The Breathalyzer test had no such filter. It simply spit out a number high enough to make the officer say, “You lied to me Mr. Taylor.”

I looked up, shook my head and said: “If I told you I drank a 12-pack was there any chance you would’ve let me go?”

With that the officer smiled a little and said, “Mr. Taylor if you have a responsible friend who can pick you up, I won’t put you in jail.

“You still get the ticket, though. And don’t pick up your car until after one o’clock today.”

A COUPLE of months later I pleaded guilty to driving while impaired because I was guilty as all get out and deserved whatever I got from the American legal system. By this time I had indeed landed a job with the Reidsville Review and the judge gave me lenient driving privileges that allowed me to work in the kind of odd hours sports writers maintain. He also sent me to a school where drinking drivers were counseled.

That’s where I learned a lesson that would guide the rest of my life.

On the first day of class a trooper with the Highway Patrol stood before a room full of people. He eyeballed us at length and said, “Not a one of you is lucky. If you were lucky, you wouldn’t be here. Lots of people drive under the influence and never get caught. But you did.”

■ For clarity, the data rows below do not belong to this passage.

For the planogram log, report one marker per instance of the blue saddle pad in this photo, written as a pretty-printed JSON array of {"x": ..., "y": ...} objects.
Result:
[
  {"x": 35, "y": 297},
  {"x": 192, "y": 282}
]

For whatever reason, that’s a message that gained purchase in my brain like a bad pop song from the 1970s — think “Seasons in the Sun.” I also knew and still know that when driving at night it’s easy to get stopped by police for a variety of reasons — from a broken headlight to driving too far under the speed limit. Add those things together and I decided the margin for error was far too slim to drink and drive — even if it really is only one or two drinks. It’s also dangerous to others on the road who deserve far better treatment.

Since that time I’ve pretty much left the driving to others when it comes to going out. Often, I don’t go out at all. Instead of stopping for a quick drink on the way home to unwind from a brutal day I keep driving and buy one from my own refrigerator and relax in the recliner instead of a barstool.

It’s cheaper, safer and more than anything else tamed the wild out of me enough to win the woman who would become my spouse.

So maybe I was lucky after all.

2 thoughts on “Throwback Thursday: A night I would rather forget

  1. When my phone rang at 2 AM I figured it was serious. I put on my nicest pair of pants and a button shirt and the look on the desk sergeant’s face was instantaneous and priceless. “Yeah, you can take him” was what it said. Honored to help and even more that you remembered!